毎年どんどん上がっている最低賃金ですが、とうとう東京都と神奈川県大台の1000円台に突入しましたね!!

全国の加重平均は874円。

前年比26円アップは過去最高の上げ幅でした。

 

【最新】最低賃金ランキング2019年
順位最低時給都道府県(前年比・上昇率)
1位1,013円東京(+28円 +2.76%)
2位1,011円神奈川(+28円 +2.77%)
3位964円大阪(+28円 +2.90%)
4位926円埼玉(+28円 +3.02%)
愛知(+28円 +3.02%)
5位923円千葉(+28円 +3.03%)

2019年上昇率全国1位

ちなみに2019年の全国上昇率1位は鹿児島県(790円 +29円) 上昇率:3.67%です。

 

日本全国47都道府県の最低賃金(最低時給)の
最小、平均、最大値の傾向です。
最小平均最大
2019年790円842円1,013円
2018年761円815円985円
2017年737円789円958円
2016年714円765円932円
2015年693円743円907円

年々増額傾向にあり、時給制で働く人にとってはやる気が向上する有難いニュースです。

ですが、最低賃金が上がることは良いことだけではありません。

正社員や企業側など、多方面でも問題が出てきてしまうのです。

そこで、今回は最低賃金についての基礎知識や最低賃金が上がることで出てくる問題について解説していきます。

 

 

 

 

最低賃金とは!?

そもそも最低賃金とは何か。

最低賃金を決めるのは国であり、働く上で支払われる賃金の最低額を言います。

上記のように、最低賃金は毎年10月に順次変わるのでこのタイミングで最低額を下回っていないか確認をしましょう。
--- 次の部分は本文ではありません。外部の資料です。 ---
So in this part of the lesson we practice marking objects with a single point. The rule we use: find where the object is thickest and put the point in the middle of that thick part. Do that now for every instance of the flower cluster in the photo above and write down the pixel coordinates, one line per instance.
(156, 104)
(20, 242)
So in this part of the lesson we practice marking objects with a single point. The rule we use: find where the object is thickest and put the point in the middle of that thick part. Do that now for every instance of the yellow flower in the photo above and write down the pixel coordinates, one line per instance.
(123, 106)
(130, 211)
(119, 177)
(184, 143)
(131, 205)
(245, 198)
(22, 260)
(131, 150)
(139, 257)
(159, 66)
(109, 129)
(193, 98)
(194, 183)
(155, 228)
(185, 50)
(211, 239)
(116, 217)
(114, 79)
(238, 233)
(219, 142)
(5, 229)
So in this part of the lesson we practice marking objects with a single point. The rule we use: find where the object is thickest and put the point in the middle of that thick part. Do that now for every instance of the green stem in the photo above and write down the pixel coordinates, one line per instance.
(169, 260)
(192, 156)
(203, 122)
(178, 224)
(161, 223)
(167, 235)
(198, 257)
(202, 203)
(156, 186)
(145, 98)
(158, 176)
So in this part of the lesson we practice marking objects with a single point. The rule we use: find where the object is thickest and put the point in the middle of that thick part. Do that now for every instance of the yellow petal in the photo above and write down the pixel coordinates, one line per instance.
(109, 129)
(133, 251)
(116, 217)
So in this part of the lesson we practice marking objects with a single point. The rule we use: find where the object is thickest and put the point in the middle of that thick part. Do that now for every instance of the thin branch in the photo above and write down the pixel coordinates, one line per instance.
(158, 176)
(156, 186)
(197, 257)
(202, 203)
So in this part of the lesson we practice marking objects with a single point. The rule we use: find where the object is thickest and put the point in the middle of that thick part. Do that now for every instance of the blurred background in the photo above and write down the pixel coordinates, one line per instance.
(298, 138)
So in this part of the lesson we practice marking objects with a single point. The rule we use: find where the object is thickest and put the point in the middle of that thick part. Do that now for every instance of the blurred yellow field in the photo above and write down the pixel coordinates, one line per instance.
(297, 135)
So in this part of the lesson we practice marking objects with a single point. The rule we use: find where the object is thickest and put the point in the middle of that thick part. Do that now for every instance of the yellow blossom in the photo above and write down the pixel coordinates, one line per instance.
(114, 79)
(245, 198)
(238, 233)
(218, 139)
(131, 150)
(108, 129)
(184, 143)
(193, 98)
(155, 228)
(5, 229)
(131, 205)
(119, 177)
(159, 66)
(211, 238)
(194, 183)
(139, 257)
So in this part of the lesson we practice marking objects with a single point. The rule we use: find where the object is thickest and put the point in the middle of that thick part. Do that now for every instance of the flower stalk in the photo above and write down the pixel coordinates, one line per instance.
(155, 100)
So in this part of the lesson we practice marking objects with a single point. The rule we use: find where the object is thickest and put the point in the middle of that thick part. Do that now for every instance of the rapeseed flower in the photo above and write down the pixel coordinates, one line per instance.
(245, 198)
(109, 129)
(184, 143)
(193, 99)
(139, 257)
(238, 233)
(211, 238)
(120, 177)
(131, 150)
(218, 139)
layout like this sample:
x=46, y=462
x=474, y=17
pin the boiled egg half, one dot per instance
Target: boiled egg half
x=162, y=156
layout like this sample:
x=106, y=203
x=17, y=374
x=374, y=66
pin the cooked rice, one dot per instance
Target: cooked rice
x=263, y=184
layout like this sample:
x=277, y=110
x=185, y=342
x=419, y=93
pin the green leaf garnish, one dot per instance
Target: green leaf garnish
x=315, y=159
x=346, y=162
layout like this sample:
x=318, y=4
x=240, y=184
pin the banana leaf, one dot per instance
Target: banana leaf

最低賃金が変わることで一番影響を受けるのは、時給制で仕事をすることが多いアルバイトやパートなどの非正規雇用です。

もし、時給がこの最低賃金を下回っていた場合には、最低賃金との差額分を雇い主に請求することができます。

ですが、雇い主に直接請求することに言いずらい・気が引けてしまう…という人もいるかもしれません。

そういった場合にはこの後の項目にある「万が一、最低賃金より低かったら?」で対処法を説明していますのでチェックしてみてください。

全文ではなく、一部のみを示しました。